Additional information about the resistance response could be found by analyzing genes that are modulated in both interactions (Cluster D) but with a peculiar pattern (e.g. earlier or more strongly in the incompatible interaction), or those showing a reverse modulation of gene expression in one or the other interactions (which might reveal specific requirement in each interaction). An interesting finding is that many of the genes modulated earlier or more strongly during resistance are classified as signal transduction-related genes (Additional File 1). These include several transcripts involved in calcium signaling (calcium-transporting ATPase, calcium dependent protein kinase and calcium-binding protein), transcription factors, kinases and a homolog of NDR1 (non race-specific disease resistance 1).
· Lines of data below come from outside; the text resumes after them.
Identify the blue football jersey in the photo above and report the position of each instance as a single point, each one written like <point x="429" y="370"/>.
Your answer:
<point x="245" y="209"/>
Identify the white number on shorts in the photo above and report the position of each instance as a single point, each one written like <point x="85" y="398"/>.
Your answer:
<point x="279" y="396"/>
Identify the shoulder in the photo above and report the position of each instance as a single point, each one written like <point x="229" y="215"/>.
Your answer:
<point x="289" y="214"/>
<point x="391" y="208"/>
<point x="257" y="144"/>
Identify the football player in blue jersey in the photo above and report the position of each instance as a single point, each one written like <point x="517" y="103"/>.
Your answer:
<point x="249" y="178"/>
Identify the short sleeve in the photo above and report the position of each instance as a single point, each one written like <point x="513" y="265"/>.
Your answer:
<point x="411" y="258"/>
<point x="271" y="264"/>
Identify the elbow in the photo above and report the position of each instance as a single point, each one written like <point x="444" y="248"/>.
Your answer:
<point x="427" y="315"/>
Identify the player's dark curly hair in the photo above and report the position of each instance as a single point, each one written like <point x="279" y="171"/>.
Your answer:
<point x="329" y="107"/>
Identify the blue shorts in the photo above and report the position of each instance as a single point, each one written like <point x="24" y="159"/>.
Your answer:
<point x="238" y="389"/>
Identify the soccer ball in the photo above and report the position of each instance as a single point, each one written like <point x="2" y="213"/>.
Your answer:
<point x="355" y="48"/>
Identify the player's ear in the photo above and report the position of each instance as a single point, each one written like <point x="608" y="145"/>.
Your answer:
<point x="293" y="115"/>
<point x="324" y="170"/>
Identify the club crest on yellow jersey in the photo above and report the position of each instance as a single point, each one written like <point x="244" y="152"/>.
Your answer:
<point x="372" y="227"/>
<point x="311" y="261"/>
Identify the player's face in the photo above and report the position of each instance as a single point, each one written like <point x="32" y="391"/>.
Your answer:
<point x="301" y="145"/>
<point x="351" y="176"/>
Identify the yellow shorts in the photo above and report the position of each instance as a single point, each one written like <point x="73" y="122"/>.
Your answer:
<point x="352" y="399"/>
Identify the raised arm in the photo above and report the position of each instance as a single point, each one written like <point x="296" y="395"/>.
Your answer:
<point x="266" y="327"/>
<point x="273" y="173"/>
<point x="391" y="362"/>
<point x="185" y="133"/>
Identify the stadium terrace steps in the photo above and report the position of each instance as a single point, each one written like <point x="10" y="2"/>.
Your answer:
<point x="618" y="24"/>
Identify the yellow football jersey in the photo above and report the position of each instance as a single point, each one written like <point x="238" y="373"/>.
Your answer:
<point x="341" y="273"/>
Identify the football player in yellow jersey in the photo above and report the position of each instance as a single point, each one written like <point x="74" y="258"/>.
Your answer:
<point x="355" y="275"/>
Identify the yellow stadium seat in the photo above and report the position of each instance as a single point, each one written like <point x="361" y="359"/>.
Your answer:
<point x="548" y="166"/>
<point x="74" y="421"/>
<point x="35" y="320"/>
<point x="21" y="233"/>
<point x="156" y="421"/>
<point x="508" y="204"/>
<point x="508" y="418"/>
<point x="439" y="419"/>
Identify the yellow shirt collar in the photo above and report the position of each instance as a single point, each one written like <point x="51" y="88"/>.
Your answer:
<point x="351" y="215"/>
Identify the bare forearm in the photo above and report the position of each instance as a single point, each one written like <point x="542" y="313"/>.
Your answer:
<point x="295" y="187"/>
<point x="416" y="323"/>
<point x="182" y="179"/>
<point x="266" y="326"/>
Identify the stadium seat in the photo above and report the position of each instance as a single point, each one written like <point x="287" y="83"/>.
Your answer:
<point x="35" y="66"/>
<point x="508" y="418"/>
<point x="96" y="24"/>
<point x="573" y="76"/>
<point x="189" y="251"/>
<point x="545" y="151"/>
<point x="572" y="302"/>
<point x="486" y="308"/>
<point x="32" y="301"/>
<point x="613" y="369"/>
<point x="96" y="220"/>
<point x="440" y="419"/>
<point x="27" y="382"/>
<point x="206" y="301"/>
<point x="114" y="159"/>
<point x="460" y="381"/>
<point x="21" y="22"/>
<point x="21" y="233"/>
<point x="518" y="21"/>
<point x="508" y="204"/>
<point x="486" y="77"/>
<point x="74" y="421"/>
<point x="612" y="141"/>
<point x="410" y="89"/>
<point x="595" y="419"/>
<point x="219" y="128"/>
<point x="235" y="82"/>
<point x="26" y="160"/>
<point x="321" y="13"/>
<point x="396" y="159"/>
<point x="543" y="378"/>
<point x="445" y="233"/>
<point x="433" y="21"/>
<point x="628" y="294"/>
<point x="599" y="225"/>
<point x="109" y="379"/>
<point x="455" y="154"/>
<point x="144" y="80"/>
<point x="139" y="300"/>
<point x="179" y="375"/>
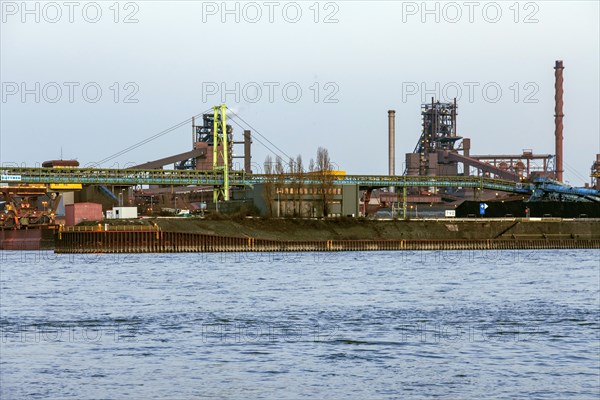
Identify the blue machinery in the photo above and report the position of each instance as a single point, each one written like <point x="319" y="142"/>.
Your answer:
<point x="539" y="189"/>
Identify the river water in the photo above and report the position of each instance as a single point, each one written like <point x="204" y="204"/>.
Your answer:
<point x="464" y="324"/>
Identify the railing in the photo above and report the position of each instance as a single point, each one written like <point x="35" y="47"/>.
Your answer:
<point x="110" y="228"/>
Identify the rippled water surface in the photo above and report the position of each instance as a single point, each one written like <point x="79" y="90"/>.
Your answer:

This last gene is induced at 2 and 4 dpi following infection with race 1 and only at 8 dpi following infection with race 1,2. NDR1 was originally identified in Arabidopsis as a factor required for resistance to both bacterial and fungal pathogens  and it is known to mediate resistance controlled by R genes of the nucleotide binding site leucine rich repeats (NBS-LRR) class, which is distinct from the Toll/interleukin receptor (TIR) class . Fom-2 in Charentais Fom-2 plants is indeed a non-TIR R gene, although with a peculiar structure that lacks the typical N-terminal coiled-coil domain . Therefore, it seems plausible that its action might require NDR1.
Other genes modulated earlier in the establishment of resistance include two adenosylhomocysteinases, an aspartokinase-homoserine dehydrogenase and a serine carboxypeptidase. An Arabidopsis adenosylhomocysteinase encoded by the gene HOG1 (homology dependent gene silencing 1) is required for DNA-methylation gene silencing . The involvement of RNA-silencing machinery in plant innate immunity has recently been demonstrated not only against viruses but also bacterial and fungal pathogens, including Verticillium in Arabidopsis [74, 75]. The same transcript increases in aphid-infested sorghum plants . The potential involvement of these candidate genes in Charentais Fom-2- controlled resistance could be the object of future investigations.
Most genes in Cluster D are not differentially modulated in the incompatible and compatible interactions. Interesting examples include TDFs related to ACC oxidases. These enzymes participate in the last step of ethylene biosynthesis and are involved in the response to stress and to pathogens, but are also implicated in senescence, necrosis and disease development. Ethylene has been associated with both wilting and resistance against vascular diseases . We detected four transcripts with similarity to ACC oxidases. These showed variable expression profiles, but there was no difference between compatible and incompatible interactions, which suggests that ethylene might be involved in both susceptibility and resistance. In melon, different ACC oxidase genes are induced differentially during development and pathogen infection . The same variable modulation has been detected for other transcripts possibly related to jasmonate biosynthesis, such as allene oxide synthase and the 13S-lipoxygenase mentioned above.